School’s out, time to rodeo

When the 3 p.m. bell rings at Oak Mountain Elementary School on Fridays, speech pathologist Mary English is out the door and ready to rodeo.

She walks away from her interest of helping speech impediments and working with children that have autism, to groom her horse Filly, grab her saddle and hit the road to the next go-round on the schedule.

“It’s the great thing about being in the school. You kind of know when you’re going to be off work and kind of plan accordingly,” said English, who plans to compete in at least 30-40 rodeos this season.

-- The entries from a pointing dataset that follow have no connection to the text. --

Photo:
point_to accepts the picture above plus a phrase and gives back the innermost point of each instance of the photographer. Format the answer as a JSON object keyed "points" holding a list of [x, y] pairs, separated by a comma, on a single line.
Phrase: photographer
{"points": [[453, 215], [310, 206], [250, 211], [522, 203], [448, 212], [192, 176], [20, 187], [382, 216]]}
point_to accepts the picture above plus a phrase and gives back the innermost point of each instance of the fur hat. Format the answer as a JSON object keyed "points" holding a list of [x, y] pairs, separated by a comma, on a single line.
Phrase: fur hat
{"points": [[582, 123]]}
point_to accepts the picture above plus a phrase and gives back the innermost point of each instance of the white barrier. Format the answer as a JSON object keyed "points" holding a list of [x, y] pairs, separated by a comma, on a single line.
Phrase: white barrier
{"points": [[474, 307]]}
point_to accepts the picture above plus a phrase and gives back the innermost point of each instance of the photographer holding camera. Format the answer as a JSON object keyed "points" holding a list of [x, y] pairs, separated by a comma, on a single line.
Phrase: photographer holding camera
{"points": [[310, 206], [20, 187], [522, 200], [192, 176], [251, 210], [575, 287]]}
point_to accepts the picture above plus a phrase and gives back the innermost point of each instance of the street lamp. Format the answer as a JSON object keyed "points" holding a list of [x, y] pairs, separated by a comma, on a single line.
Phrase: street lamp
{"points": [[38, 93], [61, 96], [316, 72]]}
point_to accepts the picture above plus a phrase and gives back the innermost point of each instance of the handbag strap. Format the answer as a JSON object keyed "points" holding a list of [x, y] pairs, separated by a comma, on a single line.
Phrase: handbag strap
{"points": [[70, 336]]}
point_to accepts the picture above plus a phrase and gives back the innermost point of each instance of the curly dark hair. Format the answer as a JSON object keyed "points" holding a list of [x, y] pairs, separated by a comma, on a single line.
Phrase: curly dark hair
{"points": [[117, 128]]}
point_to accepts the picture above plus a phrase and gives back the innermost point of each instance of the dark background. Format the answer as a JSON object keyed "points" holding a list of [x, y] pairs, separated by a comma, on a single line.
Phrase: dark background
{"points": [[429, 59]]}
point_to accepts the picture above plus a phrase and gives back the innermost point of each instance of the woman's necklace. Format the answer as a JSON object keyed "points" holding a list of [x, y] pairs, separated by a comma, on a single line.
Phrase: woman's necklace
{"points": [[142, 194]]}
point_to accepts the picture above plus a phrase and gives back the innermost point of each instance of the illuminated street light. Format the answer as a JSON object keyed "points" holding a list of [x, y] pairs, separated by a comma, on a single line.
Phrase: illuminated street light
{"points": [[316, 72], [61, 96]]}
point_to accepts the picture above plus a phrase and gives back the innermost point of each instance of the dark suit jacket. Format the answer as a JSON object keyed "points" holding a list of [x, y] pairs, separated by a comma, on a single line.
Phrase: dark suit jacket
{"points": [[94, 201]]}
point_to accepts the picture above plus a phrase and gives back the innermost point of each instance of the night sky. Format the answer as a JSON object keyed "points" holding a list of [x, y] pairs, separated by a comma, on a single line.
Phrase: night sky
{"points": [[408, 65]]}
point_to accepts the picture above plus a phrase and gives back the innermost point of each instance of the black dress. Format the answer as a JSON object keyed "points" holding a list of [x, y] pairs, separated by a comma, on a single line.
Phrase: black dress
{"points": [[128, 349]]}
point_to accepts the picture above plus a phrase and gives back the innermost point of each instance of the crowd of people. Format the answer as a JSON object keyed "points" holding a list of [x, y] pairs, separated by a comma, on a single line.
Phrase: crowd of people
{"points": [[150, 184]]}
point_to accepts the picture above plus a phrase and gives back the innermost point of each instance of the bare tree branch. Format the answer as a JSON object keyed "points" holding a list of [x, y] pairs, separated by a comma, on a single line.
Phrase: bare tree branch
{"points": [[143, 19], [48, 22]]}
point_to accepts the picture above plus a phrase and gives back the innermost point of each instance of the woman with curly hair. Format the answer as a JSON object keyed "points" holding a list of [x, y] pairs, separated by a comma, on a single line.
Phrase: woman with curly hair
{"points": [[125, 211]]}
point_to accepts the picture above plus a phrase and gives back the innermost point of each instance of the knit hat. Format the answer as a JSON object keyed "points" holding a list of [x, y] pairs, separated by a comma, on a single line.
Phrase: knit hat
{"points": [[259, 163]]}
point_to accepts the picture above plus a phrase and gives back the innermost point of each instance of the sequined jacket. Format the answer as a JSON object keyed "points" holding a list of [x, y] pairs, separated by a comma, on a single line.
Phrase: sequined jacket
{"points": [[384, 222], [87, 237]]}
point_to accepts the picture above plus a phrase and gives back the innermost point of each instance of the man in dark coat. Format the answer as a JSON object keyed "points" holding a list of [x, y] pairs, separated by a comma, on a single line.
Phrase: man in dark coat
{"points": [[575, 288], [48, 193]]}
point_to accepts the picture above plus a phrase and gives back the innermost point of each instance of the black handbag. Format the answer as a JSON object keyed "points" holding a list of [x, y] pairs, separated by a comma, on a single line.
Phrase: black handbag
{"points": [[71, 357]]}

The Montevallo native most recently competed in her hometown go-round at the Shelby County Cattlemen’s Association Rodeo in Columbiana Saturday, roping her calf in 2.6 seconds. The time was good enough for second place and almost $500, but an early break through the barrier cost her a 10-second penalty.

“I’d rather be a 12.6 with a barrier than a 4 without a barrier and not place,” English said. “I’m kind of jinxed. I’m either breaking out or I’m winning first-place checks. This year my goal is to find a happy medium.”

Last year, English advanced to the Professional Cowboys Rodeo Finals and earned $3,436 through the season.

But roping well isn’t anything new to this cowgirl, who has a bag full of prize buckles in her closet.

Rodeo is her life. Something her students and co-workers are beginning to learn.

“I have a couple of pictures on my bulletin board and they (students) always want to know where the parade was,” English said. “They like hearing stories and they want to know if (the horses) bite.”

English, who also works at Helena Intermediate, said the schools’ administrations and teachers want to know how she did.

“It kind of surprises me that so many people are interested in it, because I wouldn’t have expected it,” said English, who will turn 25 next month.

While English begins her speech path career, she hopes to broaden her other career this year with a return to barrel racing.